La Scortecata di Emma Dante

Lo cunto de li cunti, noto anche con il titolo di Pentamerone, è una raccolta di fiabe di Giambattista Basile, autore napoletano di epoca barocca, che all'interno di una cornice narrativa di cinque giornate, sull'esempio del Decamerone, collocò cinquanta fiabe, alcune tratte dalla tradizione popolare, ma tutte aventi come protagonisti, oltre ai consueti re e figli di re, personaggi plebei, chiassosi, volgari, tutta una varia umanità espressione della Napoli popolare. La vecchia scorticata, decima favola della prima giornata, narra di una vecchia che, con la sua voce melodiosa, riesce a ingannare un re e a trascorrere una notte d'amore con lui. Giunta l'alba però il re, accortosi dell'inganno, getta la vecchia dal balcone: rimasta appesa a un albero, la donna viene tramutata da una fata in una bellissima fanciulla, e così riuscirà a sposare il re.

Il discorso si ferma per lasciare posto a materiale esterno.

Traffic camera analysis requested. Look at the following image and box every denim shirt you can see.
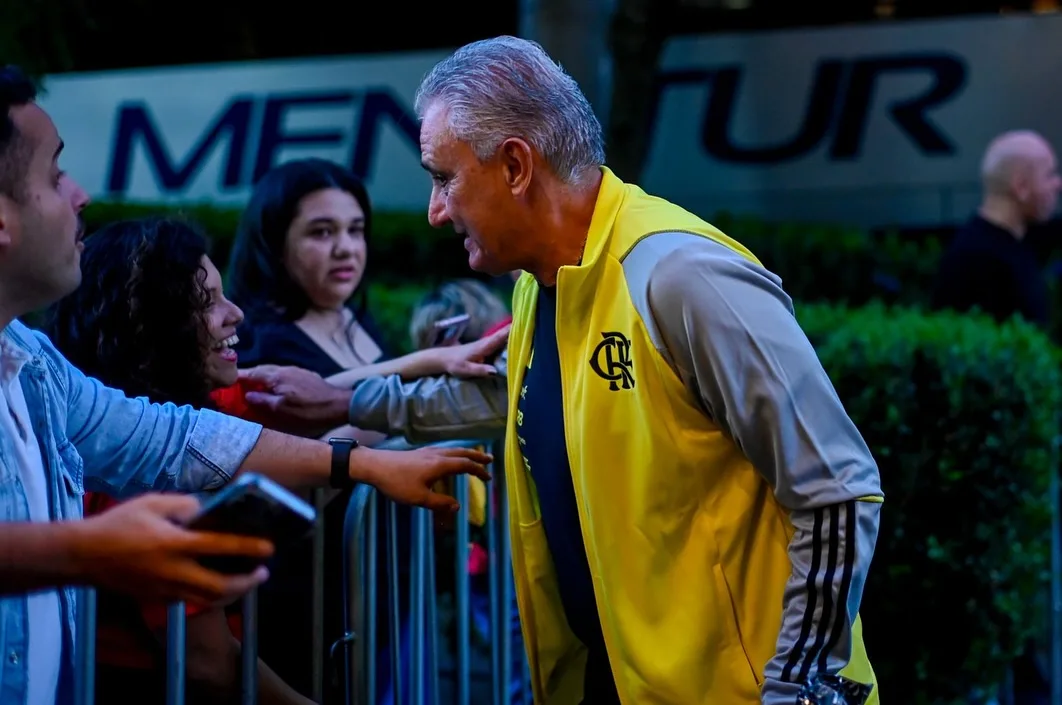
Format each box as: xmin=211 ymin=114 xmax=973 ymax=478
xmin=0 ymin=322 xmax=261 ymax=705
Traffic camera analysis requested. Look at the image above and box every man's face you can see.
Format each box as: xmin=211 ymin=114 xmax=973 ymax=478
xmin=421 ymin=103 xmax=526 ymax=276
xmin=1025 ymin=144 xmax=1062 ymax=223
xmin=0 ymin=103 xmax=88 ymax=312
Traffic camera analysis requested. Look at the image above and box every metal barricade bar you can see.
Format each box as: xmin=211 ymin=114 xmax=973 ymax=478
xmin=74 ymin=587 xmax=258 ymax=705
xmin=344 ymin=441 xmax=530 ymax=705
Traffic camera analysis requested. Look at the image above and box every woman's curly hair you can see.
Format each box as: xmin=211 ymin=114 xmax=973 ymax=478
xmin=46 ymin=218 xmax=211 ymax=408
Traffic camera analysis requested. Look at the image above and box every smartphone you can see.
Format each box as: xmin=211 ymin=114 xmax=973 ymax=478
xmin=186 ymin=472 xmax=316 ymax=575
xmin=431 ymin=313 xmax=472 ymax=347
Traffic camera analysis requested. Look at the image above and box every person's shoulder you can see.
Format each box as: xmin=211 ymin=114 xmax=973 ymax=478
xmin=622 ymin=231 xmax=782 ymax=296
xmin=85 ymin=492 xmax=118 ymax=517
xmin=234 ymin=320 xmax=307 ymax=367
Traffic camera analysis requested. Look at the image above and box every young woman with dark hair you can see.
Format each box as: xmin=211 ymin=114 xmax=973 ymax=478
xmin=48 ymin=214 xmax=310 ymax=705
xmin=46 ymin=213 xmax=503 ymax=703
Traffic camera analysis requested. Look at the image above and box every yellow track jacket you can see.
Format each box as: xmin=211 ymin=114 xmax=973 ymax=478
xmin=506 ymin=169 xmax=881 ymax=705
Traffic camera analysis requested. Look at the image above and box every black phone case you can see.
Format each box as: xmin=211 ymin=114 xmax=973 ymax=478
xmin=188 ymin=484 xmax=313 ymax=575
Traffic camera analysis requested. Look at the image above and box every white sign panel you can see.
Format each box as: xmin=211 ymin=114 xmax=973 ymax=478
xmin=644 ymin=16 xmax=1062 ymax=225
xmin=41 ymin=16 xmax=1062 ymax=225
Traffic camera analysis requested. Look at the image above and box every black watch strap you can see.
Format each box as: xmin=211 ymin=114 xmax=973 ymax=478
xmin=328 ymin=439 xmax=358 ymax=489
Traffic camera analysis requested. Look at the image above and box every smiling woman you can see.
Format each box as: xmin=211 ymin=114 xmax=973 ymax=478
xmin=47 ymin=218 xmax=309 ymax=705
xmin=47 ymin=218 xmax=230 ymax=408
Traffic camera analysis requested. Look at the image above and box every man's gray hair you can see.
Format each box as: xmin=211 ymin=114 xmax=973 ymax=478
xmin=415 ymin=36 xmax=604 ymax=184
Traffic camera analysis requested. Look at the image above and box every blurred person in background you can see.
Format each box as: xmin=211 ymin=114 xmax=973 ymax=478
xmin=409 ymin=279 xmax=512 ymax=350
xmin=240 ymin=277 xmax=523 ymax=704
xmin=932 ymin=131 xmax=1062 ymax=328
xmin=405 ymin=37 xmax=883 ymax=705
xmin=0 ymin=67 xmax=491 ymax=705
xmin=932 ymin=130 xmax=1062 ymax=705
xmin=227 ymin=159 xmax=504 ymax=692
xmin=48 ymin=219 xmax=310 ymax=705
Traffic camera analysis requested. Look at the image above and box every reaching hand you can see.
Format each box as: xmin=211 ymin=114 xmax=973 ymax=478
xmin=432 ymin=326 xmax=512 ymax=378
xmin=75 ymin=494 xmax=273 ymax=605
xmin=350 ymin=448 xmax=494 ymax=512
xmin=240 ymin=365 xmax=350 ymax=431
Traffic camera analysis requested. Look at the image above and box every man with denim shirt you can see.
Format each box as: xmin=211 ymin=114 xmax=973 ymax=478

Emma Dante si è ispirata a questa trama per costruire La scortecata, un atto unico coprodotto dal Teatro Biondo di Palermo e dal Festival di Spoleto, in collaborazione con Atto Unico-Compagnia Sud Costa Occidentale, che dopo il grande successo nazionale viene proposto al Piccolo Teatro di Catania dal 27 al 31 marzo. La regista palermitana, pur mantenendo nelle sue linee essenziali la trama della favola, l'ha tramutata in un gioco di specchi tra realtà drammatica e finzione del racconto che le due vecchie sorelle protagoniste si narrano, ipertrofizzando in tal modo l'originaria oralità della fiaba: la pièce, affidata a due attori en travesti, si apre su un palcoscenico spoglio, dove l'unica nota di colore è un piccolo castello che ricorda quello della Walt Disney, elemento favolistico e onirico a un tempo, con i due protagonisti che si succhiano ostinatamente il dito mignolo. Oralità infantile, primo stadio della sessualità, che diventa oralità della narrazione e oralità sessuale, nel senso di un amplesso tra la vecchia e il re che solo alla fine si svelerà come soltanto narrato, cardine del rapporto tra le due vecchissime sorelle, che tra baruffe, dispetti e insulti, talvolta anche triviali, trascorrono le loro inutili giornate fingendo e rifingendo sempre la stessa favola, per sfuggire alla miseria, alla noia, o forse soltanto alla vecchiaia.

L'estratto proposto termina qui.